I nodded, not really believing. “Okay. And you’ll let me out when you’re done?”
“Yes.”
Trying not to shake, I said, “Okay, I’ll do this without a fuss if you’ll promise me one thing.”
He raised a brow. “Ask, and I’ll consider it.”
“I need to see my dad, and stop scowling and let me finish. I need to explain to him in person why I’m dropping out of university. I can’t concentrate on this if he’s out there thinking I’m missing.”
Something passed over Asher’s features, sorrow or … something, but it disappeared as fast as it arrived. He opened his mouth, but shut it again, shaking his head. “We’ll figure something out, some way to give him peace of mind, and you, too. It’s the best I can offer.”
“You’re not taking my memory of him, so if that’s what you’re thinking, then forget it. I need to see him and know he’s okay. Promise me you’ll let me see him when this is over.”
He let his head fall back and stared at the ceiling. Maybe counting to ten so he wouldn’t yell at me. Had he been thinking of kissing me before? Or had it all just been a fabrication of my idiot mind? “I’ll take you to him myself, but you’ll tell him what I decide you’ll tell him and nothing more,” he said. “Understood?”
A giant knot untied from my soul, and I finally took in a full breath of air. “I guess that’s the best I’m going to get.”
“Up you go,” he said. “Let’s get this done before you think yourself out of it.”
I took the last step that put me right beside the altar and stopped. My breath shuddered out.
Curling his finger at me, he said, “Come around this side, and I’ll help you.”
My trembling started again as I rounded the table. The dagger wasn’t in his hand. I hadn’t seen him put it down, but I wasn’t sure I really wanted to see it right now anyway, so I let it be. When I reached him, he picked me up at the waist and plunked me on my butt on the stone. I squeaked.
He hissed out a sigh and retracted his hands as if I’d burned him. “It’s going to be fine, you’ll see.”
“Why do you say that like an invisible pry bar gouged those words out of you?” I giggled, too frantic to do anything else. I wanted to beg for another touch, but one glance at his tense form, and I decided against it.
“Lie down with your head this way.” Stepping left, he patted the place he wanted me.
I did as he asked, slowly. My muscles were all squirmy and didn’t quite work right. I misjudged the angle and speed as I reclined, and my head cracked against the stone harder than I meant it to. “Ouch.” I reached up to rub at it as Asher moved up to the edge above my head. “What are you doing? I don’t like you where I can’t see you.”
He took advantage of my arm stretched up while I rubbed my bumped noggin, tugging my hand back farther over my head and off the table. Something clanked and squeezed my wrist. “Sorry, I need to get you buckled in before your nerve breaks.”
I took quick, sharp breaths.
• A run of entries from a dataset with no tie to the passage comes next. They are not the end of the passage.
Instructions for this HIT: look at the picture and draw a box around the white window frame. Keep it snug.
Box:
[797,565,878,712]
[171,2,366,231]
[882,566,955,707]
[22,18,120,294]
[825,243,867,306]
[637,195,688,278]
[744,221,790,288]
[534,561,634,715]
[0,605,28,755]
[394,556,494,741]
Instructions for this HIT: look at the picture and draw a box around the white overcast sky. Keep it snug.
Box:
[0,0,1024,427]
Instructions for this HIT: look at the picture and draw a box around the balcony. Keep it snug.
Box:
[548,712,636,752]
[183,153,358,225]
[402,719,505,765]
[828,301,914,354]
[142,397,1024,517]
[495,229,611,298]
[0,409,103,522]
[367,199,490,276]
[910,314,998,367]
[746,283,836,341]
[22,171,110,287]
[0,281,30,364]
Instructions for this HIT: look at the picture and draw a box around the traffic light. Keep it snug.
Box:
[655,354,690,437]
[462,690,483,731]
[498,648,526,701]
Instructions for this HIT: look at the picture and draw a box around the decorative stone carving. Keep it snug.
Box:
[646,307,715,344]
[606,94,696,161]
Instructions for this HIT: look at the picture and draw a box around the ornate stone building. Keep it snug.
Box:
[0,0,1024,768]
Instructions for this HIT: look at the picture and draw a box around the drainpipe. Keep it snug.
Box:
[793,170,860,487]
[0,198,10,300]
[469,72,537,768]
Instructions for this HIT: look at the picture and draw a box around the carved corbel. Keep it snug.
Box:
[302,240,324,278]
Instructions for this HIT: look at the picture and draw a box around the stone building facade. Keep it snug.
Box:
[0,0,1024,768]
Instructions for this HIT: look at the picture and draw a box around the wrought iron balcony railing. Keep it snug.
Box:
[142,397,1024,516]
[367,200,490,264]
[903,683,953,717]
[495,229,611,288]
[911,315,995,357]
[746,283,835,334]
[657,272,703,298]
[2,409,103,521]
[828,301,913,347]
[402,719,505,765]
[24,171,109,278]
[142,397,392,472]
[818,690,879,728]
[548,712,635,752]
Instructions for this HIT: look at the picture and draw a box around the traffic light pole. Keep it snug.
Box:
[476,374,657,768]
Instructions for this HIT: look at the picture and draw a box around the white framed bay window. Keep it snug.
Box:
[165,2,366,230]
I would not hyperventilate. “You say that like it’s inevitable, that I’m going to freak out.”
“Even the bravest of us don’t like to be chained up, Plaid. There’s no shame in that.” He’d gone back to using that stupid nickname. Fantastic. Maybe I had been imagining his enjoyment earlier, and he’d just been a guy starved for touch. Either way, he was right, I needed to forget it.